Description
Title: Sign-problem-free Nuclear Quantum Monte Carlo Simulation
Abstract: Quantum Monte Carlo (QMC) methods face severe limitations in fermionic systems due to the sign problem, which causes exponentially scaling statistical noise. We overcome this in nuclear physics by developing a novel lattice nuclear force rigorously sign-problem-free for even-even nuclei, enabling polynomial-time ground-state calculations. This interaction achieves a standard deviation of σ=2.932 MeV from experimental binding energies for 76 even-even nuclei (N, Z ≤ 28), matching state-of-the-art mean-field models. We compute binding energies from ⁴He to ¹³²Sn, reproduce symmetric nuclear matter saturation, and reveal novel spin-orbit-driven clustering in light nuclei. This work establishes sign-problem-free QMC as a scalable and predictive tool for ab initio nuclear structure calculations. Ref: Phys. Rev. Lett. 135, 222504 (2025)
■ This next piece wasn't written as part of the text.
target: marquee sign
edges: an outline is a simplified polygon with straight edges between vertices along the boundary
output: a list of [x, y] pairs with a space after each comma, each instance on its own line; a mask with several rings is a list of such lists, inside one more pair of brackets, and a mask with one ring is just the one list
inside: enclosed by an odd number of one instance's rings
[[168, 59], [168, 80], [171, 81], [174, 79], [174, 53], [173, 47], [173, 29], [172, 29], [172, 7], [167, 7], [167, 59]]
Brief introduction about the speaker:
Bing-Nan Lyu is a professor at the China Academy of Engineering Physics. His research interests include developing novel quantum Monte Carlo algorithms and investigating nuclear structure using first-principles methods. He earned his Ph.D. from the Institute of Theoretical Physics, Chinese Academy of Sciences, in 2012, and subsequently conducted postdoctoral research in Germany and United States. In 2020, he was selected for the Young Talents Program of the National High-Level Talent Plan and joined the Graduate School of the China Academy of Engineering Physics. To date, he has published over 60 papers, including 9 in Physical Review Letters, with a total citation count 2,600 and h-index 30.